Wie wirkt sich die Parteiidentifikation heutzutage auf das Wahlverhalten aus?
Wir haben eine schleichende Abnahme der Parteiidentifikation, also der langfristigen Bindung an eine Partei. Was wir festgestellt haben, ist das Gegenteil davon, nämlich die Wechselbereitschaft. Hier zeigt sich, dass unter den Teilnehmenden an der Sonntagsfrage – der Frage „Was würden Sie wählen, wenn am Sonntag Bundestagswahl wäre?“ – drei Viertel über Lagergrenzen hinweg wechselbereit sind. Die einzige Anhänger*innenschaft mit einer sehr geringen Wechselbereitschaft ist die der AfD, von der sich knapp die Hälfte nicht vorstellen kann, eine andere Partei zu wählen. Das heißt, strukturell haben alle Parteien außer der AfD die gleichen Herausforderungen. Sie haben sowohl einen gewissen Sockel an Wähler*innen mit einer langfristigen Bindung oder Orientierung zu einer Partei, aber sie müssen ebenfalls ein riesiges Potenzial von sehr heterogenen Wechselwähler*innen adressieren.

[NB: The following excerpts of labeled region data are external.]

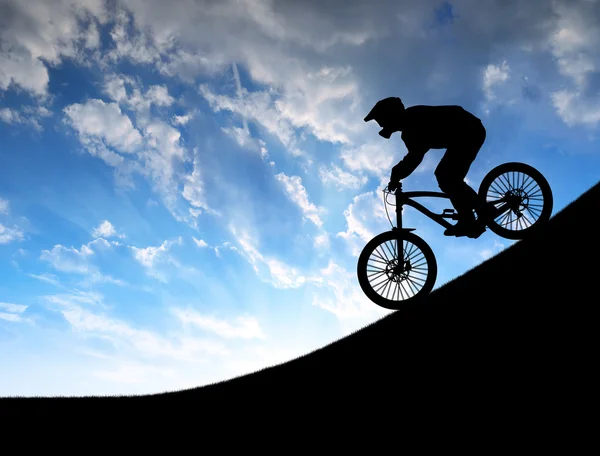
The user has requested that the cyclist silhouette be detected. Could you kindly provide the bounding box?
[365,97,486,238]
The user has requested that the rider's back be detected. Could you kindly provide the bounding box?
[402,105,481,149]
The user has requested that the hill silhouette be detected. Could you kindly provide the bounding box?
[2,183,600,408]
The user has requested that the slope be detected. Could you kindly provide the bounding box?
[146,177,600,402]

Was bedeutet dies konkret beispielsweise für die kommende Bundestagswahl?
Die erste Konsequenz ist eine relativ naheliegende: Vorhersagen über Wahlen und Wahlausgänge verbieten sich, weil wir wissen, dass die Wähler sich sehr kurzfristig entscheiden. Es gibt sehr viele Wähler*innen, die zum Beispiel beides, Wirtschaftswachstum und Klimaschutz, für sehr wichtig halten. Dann entsteht eine Konfliktsituation. Sie müssen sich aber entscheiden, was sie höher bewerten und dann treffen sie im Moment der Stimmabgabe auf der Basis von vorher angesammelten Erfahrungen, Wissen, Kenntnissen, vielleicht auch historischen Überlegungen, die Entscheidung. Das ist ein bisschen wie eine Lotterie für die Parteien und das macht die Vorhersagbarkeit eines Wahlausgangs schlicht unmöglich.